Eine Hauptaufgabe der Biostation ist es, die Rekultivierung der Abgrabungsfolgenlandschaften positiv zu begleiten, erläutert Klaus Kretschmer. Kaum eine Landschaft der Region sei natürlichen Ursprungs, Kiesbaggerei und Kohleabbau haben das Gesicht des Kreises nachhaltig verändert und tun es noch.

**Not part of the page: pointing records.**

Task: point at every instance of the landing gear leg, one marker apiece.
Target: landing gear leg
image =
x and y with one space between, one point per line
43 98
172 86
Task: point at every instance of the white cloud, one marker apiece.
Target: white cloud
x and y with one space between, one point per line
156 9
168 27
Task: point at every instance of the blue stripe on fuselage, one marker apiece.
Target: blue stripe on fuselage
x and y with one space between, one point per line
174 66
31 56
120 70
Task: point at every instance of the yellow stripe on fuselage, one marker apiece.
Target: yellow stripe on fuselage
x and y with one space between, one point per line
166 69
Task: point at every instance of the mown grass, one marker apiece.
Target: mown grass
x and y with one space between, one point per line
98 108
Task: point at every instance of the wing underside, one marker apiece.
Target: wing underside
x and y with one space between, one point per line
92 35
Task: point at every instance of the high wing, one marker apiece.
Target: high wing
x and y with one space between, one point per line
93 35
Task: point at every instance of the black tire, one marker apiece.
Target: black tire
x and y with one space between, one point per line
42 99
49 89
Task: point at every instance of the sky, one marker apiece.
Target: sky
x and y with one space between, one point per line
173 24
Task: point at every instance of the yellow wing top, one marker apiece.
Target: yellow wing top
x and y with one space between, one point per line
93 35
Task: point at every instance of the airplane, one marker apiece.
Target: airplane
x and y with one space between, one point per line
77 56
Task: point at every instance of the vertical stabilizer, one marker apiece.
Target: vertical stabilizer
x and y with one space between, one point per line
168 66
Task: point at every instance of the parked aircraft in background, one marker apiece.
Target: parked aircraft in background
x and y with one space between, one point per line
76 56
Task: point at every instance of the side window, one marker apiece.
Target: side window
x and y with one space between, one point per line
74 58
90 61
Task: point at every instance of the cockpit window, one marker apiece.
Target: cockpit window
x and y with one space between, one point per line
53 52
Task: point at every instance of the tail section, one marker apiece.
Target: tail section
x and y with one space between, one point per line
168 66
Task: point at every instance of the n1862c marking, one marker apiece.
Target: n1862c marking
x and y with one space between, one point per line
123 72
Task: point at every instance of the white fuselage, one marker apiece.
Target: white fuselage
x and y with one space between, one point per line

Informationen zur Biologischen Station im Kreis Wesel
Die Biologische Station im Kreis Wesel hat 13 Angestellte und machte im Jahr 2021 einen Umsatz von 1,1 Millionen. 84 Prozent der Vereinsarbeit ist gemeinnützig, die Betreuung der Naturschutzgebiete beispielsweise. Finanziert wird das vom Regionalverband Ruhr (RVR), Land NRW und Kreis Wesel. Darüber hinaus gibt es noch neun Prozent Wirtschaftsbetrieb: Die Biologen untersuchen und kartieren, was in bestimmten Gebieten wächst und lebt, beispielsweise im Auftrag von Amprion, wenn an den Hochleitungsmasten gebaut werden soll.